Larger RCC Tumors Predict High-Grade Pathology

In multivariate analysis, larger tumor size was associated with a significant 62% increased odds of high-grade pathology.
In multivariate analysis, larger tumor size was associated with a significant 62% increased odds of high-grade pathology.

NEW ORLEANS—Larger tumor size is associated with high-grade pathology in patients with pT1a renal cell carcinoma (RCC), according to study findings presented at the 2015 American Urological Association annual meeting.

Jeffrey A. Larson, MD, of the Washington University School of Medicine in St. Louis, Mo., and colleagues identified 975 patients with T1a N0M0 RCC treated with robotic-assisted partial nephrectomy. The clinical tumor size was 2.84 cm in patients with high-grade pathology and 2.56 cm in patients with low-grade pathology, a size difference that was statistically significant, the researchers reported.
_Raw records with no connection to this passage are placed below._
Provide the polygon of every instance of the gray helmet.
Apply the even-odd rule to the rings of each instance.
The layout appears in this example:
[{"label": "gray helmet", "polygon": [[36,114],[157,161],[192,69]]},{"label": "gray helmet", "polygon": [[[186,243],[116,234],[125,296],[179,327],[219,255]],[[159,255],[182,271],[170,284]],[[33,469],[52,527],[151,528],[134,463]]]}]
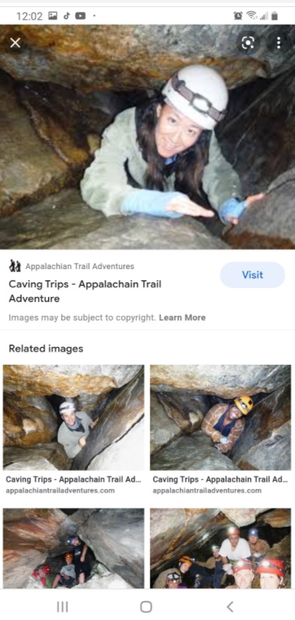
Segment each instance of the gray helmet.
[{"label": "gray helmet", "polygon": [[75,411],[76,408],[73,403],[69,403],[68,401],[64,401],[63,403],[61,403],[61,405],[59,405],[59,413],[61,415],[63,415],[63,413],[69,413],[70,411]]}]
In multivariate analysis, larger tumor size was associated with a significant 62% increased odds of high-grade pathology.

The study also found that male patients had a significant 66% increased odds of high-grade pathology compared with female patients and papillary RCC was associated with a significant 73% increased odds of high-grade pathology compared with clear-cell RCC.

The authors noted that, with an increased focus on the use of renal mass biopsies and surveillance of small renal masses (SRMs), the confirmation of the size to grade correlation of pT1a RCC allows urologists to predict more accurately which SRMs are appropriate to treat and which might be safely surveyed.